In response to the Great Recession of 2007- 2009, central bankers of various nations adopted expansionary monetary policies to revive their sluggish economies. In theory, these policies reduce interest rates and increase domestic investment and consumption spending, thus stimulating output and employment. Also, when interest rates decline, investors will pull their money out of the country in search of higher yields elsewhere, thus causing the country's currency to depreciate. Therefore, the prices of the country's exports decline, which results in rising exports to other nations, which boosts economic growth.

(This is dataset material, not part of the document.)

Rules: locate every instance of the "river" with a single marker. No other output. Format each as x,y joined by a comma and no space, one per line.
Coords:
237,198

However, in the years following the Great Recession, things did not turn out exactly like economic theory predicts. Why? Recent evidence suggests that a fundamental change has occurred in the structure of international trade that reduces the impact of a depreciating currency on trade flows. What has changed is where businesses source the things, they need to produce the goods they export. In the past, manufacturers found most components needed to produce their goods at home. Now they increasingly look abroad for such inputs. As a result, exports now incorporate a lot more imports. This means that many products are no longer "made in the United States" or in another particular country. Instead, they are "made in the world."

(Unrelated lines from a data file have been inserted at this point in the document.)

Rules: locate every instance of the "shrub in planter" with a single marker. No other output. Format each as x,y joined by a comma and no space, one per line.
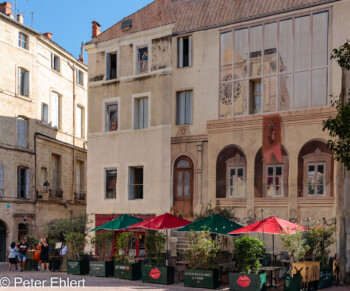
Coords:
296,246
77,264
124,265
156,270
248,252
202,254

It is still the case that when a currency such as the yen depreciates, it reduces the price of goods sold by Japanese producers in the United States. But it also increases the price of the things that Japanese producers import to make those exported goods. Therefore, the production costs of Japanese producers increase and the competitiveness of their export’s declines. As a result, depreciating currencies have a smaller effect on exports.

Economists at the Organization for Economic Cooperation and Development and the World Trade Organization have measured the impact of global supply chains on trade flows. In particular, they measured how much foreign content there is in each nation's exports, finding a sizeable increase since the mid-l 990s. For example, the foreign content of Switzerland's exports increased from 17.5 percent in 1995 to 21.7 percent in 2011, while the imported content of South Korea's exports almost doubled, from 22.3 percent in 1995 to 41.6 percent in 2011. Using these figures, these economists found that the effect of currency movements on exports and imports has fallen over time, by as much as 30 percent in some countries. The implication of these findings is that as countries become more vertically integrated via global value chains, exchange rate variations will have a diminishing impact on trade flows. Thus, currency fluctuations will have a smaller role as shock absorbers that direct global demand toward weaker economies from stronger economies.

Japan provides an example of how large currency depreciations do not deliver the export boost they once did. In 2013, the Bank of Japan enacted a massive stimulus program that increased the supply of yen and resulted in the currency's steep depreciation against the dollar and the euro. That strategy was a main component of Japan's arsenal of measures designed to boost the economy out of a long period of stagnation. But what followed was that the yen 's depreciation had negligible effect on Japanese exports, thus failing to jump-start economic growth.

A similar pattern emerged following the European Central Bank's decision to enact its expansionary monetary policy in 2015 to boost economic growth by aiding exports. But once again, the impact of a weakened euro was modest.

Simply put, the extent to which currency movements increase or decrease exports depends on how large their foreign content is. For the world economy as a whole, the foreign share of U.S. exports is at the lower end of the global range, at around 15 percent, compared with more than 25 percent in Germany.

[Sources. Paul Hannon, "Why Weak Currencies Have a Smaller Effect on Exports," The Wall Street Journal, December 28, 2015; Organization for Economic Cooperation and Development, Measuring Trade in Value Added: An OECD-WTO Joint Initiative, October, 2015; World Trade Organization and the Institute of Developing Economies, Trade Patterns and Global Value Chains in East Asia, 2011; Albert Park, Gaurav Nayyar, and Patrick Low, Supply Chain Perspectives and Issues: A Literature Review, World Trade Organization and the Fung Global Institute, 2013.]